Compte tenu de la situation économique des parties et eu égard à l’équité, la demande fondée sur l’article 700 du Code de procédure civile est rejetée.
Conformément à l’article 514 du code de procédure civile, les décisions de première instance sont de droit exécutoires à titre provisoire à moins que la loi ou la décision rendue n’en dispose autrement.
PAR CES MOTIFS
Le juge des contentieux de la protection, statuant après débats tenus en audience publique, par jugement réputé contradictoire, rendu en premier ressort, par mise à disposition au greffe,
CONSTATE que les conditions d’acquisition de la clause résolutoire, prévue au bail conclu le 4 février 2010 concernant le bien immobilier à usage d’habitation situé [Adresse 7] , sont réunies à la date du 15 décembre 2024 ;
CONSTATE que M. [J] [T] est occupant sans droit ni titre du dit bien immobilier à usage d’habitation ;
ORDONNE en conséquence à M. [J] [T] de quitter les lieux loués sis à [Adresse 8], appartement 17 et de les rendre libres de toute occupation en satisfaisant aux obligations des locataires sortants, notamment par la remise des clefs, dans le délai de huit jours à compter de la signification de la présente décision ;
DIT qu’à défaut pour M. [J] [T] d’avoir volontairement libéré les lieux et restitué les clés dans ce délai, l’EPIC [Localité 3] METROPOLE HABITAT pourra, deux mois après la signification d’un commandement de quitter les lieux, faire procéder à son expulsion ainsi qu’à celle de tous occupants de son chef, y compris le cas échéant avec le concours d’un serrurier et de la force publique ;
DIT que le sort des meubles sera régi conformément aux dispositions des articles L.433-1 et suivants et R.433-1 et suivants du code des procédures civiles d’exécution et RAPPELLE qu’en application des dispositions de l’article L433-1 du Code des procédures civiles d’exécution, les meubles se trouvant sur les lieux sont remis, aux frais de la personne expulsée, en un lieu que celle-ci désigne, et qu’à défaut, ils sont laissés sur place ou entreposés en un autre lieu approprié et décrits avec précision par l’huissier de justice chargé de l’exécution avec sommation à la personne expulsée d’avoir à les retirer dans un délai fixé par voie réglementaire ;
CONDAMNE M. [J] [T] à verser à l’EPIC [Localité 3] METROPOLE HABITAT la somme de 1.053,87 euros au titre des loyers et indemnités d’occupation dus au 30 septembre 2025 échéance d’août 2025 comprise.

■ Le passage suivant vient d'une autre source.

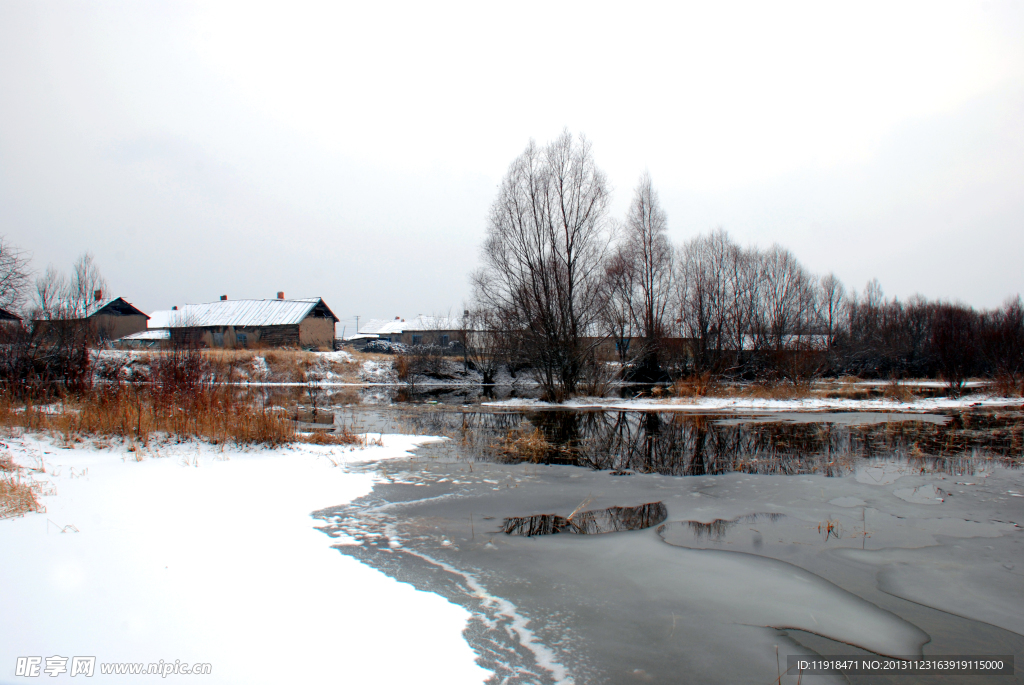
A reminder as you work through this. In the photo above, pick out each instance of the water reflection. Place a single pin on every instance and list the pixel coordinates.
(612, 519)
(716, 530)
(683, 444)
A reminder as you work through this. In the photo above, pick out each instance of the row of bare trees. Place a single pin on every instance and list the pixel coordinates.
(561, 282)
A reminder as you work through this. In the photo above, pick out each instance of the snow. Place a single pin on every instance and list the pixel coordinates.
(340, 356)
(210, 555)
(752, 403)
(715, 608)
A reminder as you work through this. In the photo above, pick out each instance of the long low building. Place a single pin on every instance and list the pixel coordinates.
(307, 323)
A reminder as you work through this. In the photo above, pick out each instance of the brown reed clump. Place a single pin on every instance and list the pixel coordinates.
(136, 413)
(898, 392)
(770, 390)
(324, 437)
(17, 497)
(523, 445)
(696, 385)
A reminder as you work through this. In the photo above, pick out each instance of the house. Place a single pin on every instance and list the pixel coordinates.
(104, 319)
(279, 323)
(8, 318)
(148, 339)
(420, 331)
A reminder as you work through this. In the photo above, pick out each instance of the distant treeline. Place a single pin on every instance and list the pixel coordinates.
(562, 283)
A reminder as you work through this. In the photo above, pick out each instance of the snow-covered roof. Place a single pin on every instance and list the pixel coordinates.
(148, 334)
(119, 304)
(383, 327)
(241, 313)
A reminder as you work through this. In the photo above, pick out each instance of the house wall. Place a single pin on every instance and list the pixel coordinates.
(229, 336)
(316, 332)
(110, 327)
(427, 337)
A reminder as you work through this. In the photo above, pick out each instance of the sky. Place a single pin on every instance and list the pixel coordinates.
(351, 151)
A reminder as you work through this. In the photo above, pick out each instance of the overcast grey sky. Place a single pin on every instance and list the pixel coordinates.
(351, 151)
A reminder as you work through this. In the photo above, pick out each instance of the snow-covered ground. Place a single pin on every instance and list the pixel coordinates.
(754, 403)
(203, 555)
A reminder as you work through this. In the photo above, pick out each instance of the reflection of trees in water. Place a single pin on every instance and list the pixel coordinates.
(699, 444)
(696, 444)
(675, 443)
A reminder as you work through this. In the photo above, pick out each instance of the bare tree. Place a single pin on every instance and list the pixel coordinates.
(617, 300)
(547, 238)
(954, 343)
(704, 293)
(832, 307)
(1003, 344)
(13, 274)
(647, 253)
(61, 297)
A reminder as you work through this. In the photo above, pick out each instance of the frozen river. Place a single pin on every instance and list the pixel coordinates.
(842, 533)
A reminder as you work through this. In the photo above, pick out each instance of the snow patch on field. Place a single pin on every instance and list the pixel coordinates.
(209, 555)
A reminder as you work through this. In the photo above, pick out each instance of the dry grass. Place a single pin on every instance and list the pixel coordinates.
(135, 414)
(523, 445)
(17, 497)
(402, 367)
(776, 391)
(285, 366)
(1005, 386)
(324, 437)
(898, 392)
(697, 385)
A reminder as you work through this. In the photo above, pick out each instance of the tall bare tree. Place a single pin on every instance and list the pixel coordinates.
(13, 274)
(649, 254)
(547, 238)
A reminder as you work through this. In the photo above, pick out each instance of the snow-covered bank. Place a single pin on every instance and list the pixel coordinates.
(758, 404)
(209, 556)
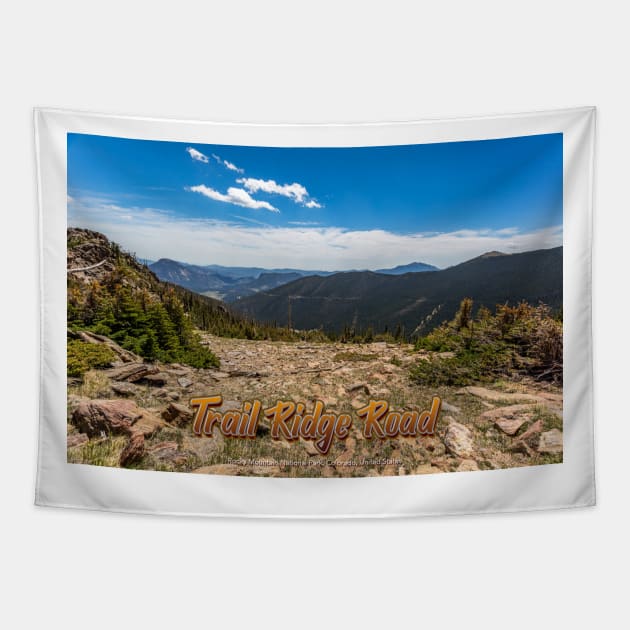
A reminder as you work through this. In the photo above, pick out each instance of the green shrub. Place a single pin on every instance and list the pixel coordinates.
(83, 356)
(515, 340)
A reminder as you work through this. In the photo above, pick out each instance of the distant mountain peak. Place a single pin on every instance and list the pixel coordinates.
(492, 254)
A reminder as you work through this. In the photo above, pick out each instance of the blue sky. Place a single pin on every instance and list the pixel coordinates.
(319, 208)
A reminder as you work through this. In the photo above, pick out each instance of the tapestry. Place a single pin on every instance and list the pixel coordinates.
(316, 320)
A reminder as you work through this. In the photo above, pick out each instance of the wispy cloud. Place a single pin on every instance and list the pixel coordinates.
(157, 233)
(235, 196)
(228, 165)
(295, 191)
(197, 155)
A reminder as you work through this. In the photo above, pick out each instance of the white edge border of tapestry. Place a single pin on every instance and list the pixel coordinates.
(570, 484)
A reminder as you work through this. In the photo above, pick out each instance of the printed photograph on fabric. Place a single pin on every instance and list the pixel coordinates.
(315, 312)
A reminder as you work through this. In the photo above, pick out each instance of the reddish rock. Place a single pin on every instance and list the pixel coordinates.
(109, 416)
(77, 439)
(179, 414)
(132, 372)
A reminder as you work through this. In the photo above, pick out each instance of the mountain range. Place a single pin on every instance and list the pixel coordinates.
(234, 283)
(413, 302)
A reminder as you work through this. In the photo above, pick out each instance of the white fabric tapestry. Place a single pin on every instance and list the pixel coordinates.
(318, 320)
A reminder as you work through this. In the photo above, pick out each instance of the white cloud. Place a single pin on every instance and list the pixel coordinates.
(228, 165)
(155, 234)
(295, 191)
(197, 155)
(232, 167)
(235, 196)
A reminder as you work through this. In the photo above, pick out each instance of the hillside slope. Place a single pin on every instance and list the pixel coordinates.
(413, 302)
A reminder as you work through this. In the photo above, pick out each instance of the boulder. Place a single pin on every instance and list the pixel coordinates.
(359, 387)
(467, 465)
(179, 414)
(184, 382)
(450, 408)
(158, 379)
(529, 440)
(458, 440)
(76, 439)
(132, 372)
(134, 451)
(550, 442)
(123, 389)
(94, 417)
(168, 452)
(110, 416)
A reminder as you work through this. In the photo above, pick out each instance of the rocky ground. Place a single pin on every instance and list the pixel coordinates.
(138, 415)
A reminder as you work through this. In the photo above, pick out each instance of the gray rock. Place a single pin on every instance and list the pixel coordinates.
(458, 440)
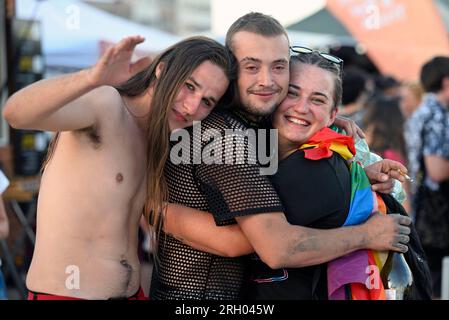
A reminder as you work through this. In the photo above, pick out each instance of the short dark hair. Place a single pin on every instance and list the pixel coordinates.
(315, 59)
(433, 72)
(257, 23)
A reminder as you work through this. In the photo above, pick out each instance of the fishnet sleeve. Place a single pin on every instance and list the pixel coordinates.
(235, 187)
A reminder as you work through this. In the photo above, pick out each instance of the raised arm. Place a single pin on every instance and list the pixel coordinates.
(198, 229)
(68, 102)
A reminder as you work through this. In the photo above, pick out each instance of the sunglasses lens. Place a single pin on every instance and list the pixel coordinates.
(301, 50)
(331, 58)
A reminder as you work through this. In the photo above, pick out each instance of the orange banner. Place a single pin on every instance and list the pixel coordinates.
(399, 35)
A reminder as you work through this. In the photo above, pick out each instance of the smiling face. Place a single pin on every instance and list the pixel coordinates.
(263, 71)
(307, 108)
(198, 95)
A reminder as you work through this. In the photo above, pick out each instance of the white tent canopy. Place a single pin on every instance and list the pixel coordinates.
(72, 31)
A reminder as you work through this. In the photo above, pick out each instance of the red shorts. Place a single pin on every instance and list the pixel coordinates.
(139, 295)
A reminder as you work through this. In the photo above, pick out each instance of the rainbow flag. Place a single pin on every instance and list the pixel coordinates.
(355, 276)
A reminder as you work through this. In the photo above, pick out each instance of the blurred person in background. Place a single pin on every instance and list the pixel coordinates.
(384, 130)
(4, 230)
(355, 94)
(411, 94)
(427, 137)
(387, 86)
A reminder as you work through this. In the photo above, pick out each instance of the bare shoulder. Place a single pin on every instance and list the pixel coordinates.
(105, 97)
(107, 103)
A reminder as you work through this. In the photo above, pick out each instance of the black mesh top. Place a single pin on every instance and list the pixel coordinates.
(227, 190)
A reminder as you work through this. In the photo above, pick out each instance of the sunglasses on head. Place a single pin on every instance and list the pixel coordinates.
(327, 56)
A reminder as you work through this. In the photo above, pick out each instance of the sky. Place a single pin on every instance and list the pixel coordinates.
(286, 11)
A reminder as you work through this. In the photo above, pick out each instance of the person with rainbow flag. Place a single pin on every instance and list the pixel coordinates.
(195, 259)
(337, 193)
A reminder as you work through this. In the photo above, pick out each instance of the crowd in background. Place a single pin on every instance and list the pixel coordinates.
(409, 122)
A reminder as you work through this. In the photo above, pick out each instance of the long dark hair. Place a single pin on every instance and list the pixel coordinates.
(178, 62)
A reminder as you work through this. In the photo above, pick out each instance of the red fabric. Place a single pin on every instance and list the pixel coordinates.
(139, 295)
(323, 139)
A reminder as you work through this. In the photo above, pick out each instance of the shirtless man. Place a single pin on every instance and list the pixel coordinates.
(93, 189)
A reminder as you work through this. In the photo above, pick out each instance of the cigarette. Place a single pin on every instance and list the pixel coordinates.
(405, 176)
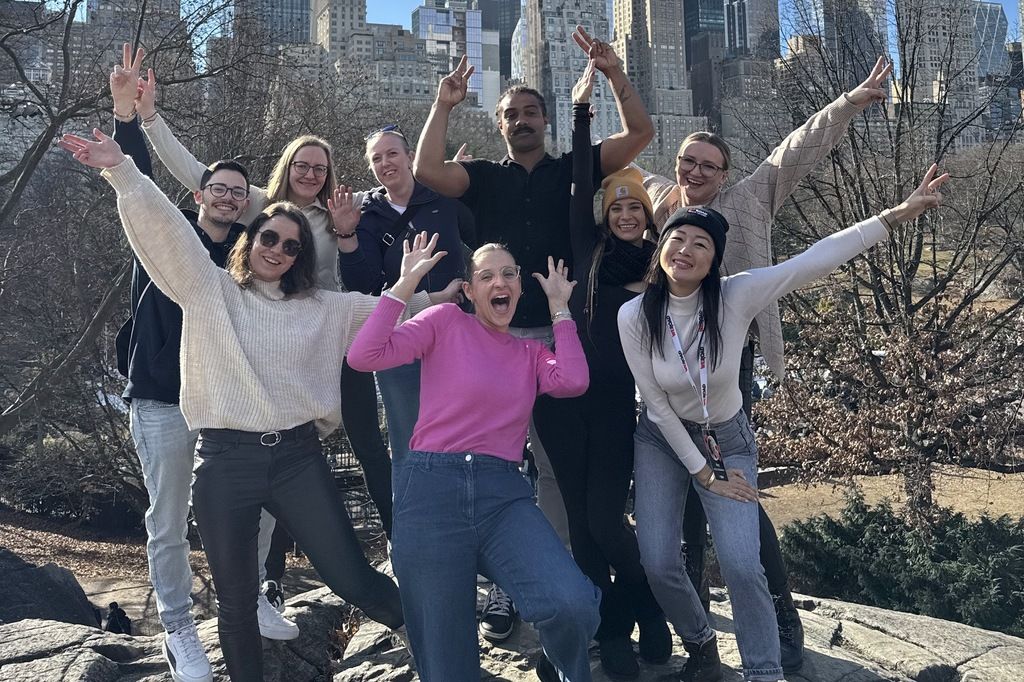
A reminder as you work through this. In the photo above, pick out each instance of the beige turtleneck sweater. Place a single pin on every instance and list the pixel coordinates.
(252, 359)
(668, 394)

CONDAMNE M. [J] [T], à compter du 30 septembre 2025 à verser à l’EPIC [Localité 3] METROPOLE HABITAT une indemnité mensuelle d’occupation d’un montant équivalent à celui du loyer augmenté des charges, tel qu’il aurait été si le contrat s’était poursuivi, et ce jusqu’à la date de la libération effective et définitive des lieux, caractérisée par la restitution des clés ;
CONDAMNE M. [J] [T] aux entiers dépens de la présente instance qui comprendront le cout du commandement et de sa notification, de l’assignation et de sa notification au Préfet ;
DÉBOUTE l’EPIC [Localité 3] METROPOLE HABITAT de sa demande formée au titre de l’article 700 du code de procédure civile ;
REJETTE toute autre demande ;
RAPPELLE que la présente décision est exécutoire à titre provisoire, frais et dépens compris ;
DIT qu’à la diligence du greffier, une expédition de la présente décision sera transmise au préfet d'[Localité 1] et [Localité 2] en application de l’article R412-2 du code des procédures civiles d’exécution ;
Ainsi jugé et prononcé par mise à disposition du jugement au greffe du tribunal judiciaire, les parties en ayant été préalablement avisées dans les conditions prévues au deuxième alinéa de l’article 450 du code de procédure civile, la minute étant signée par le juge des contentieux de la protection et par la greffière.
La greffière, Le juge des contentieux de la protection.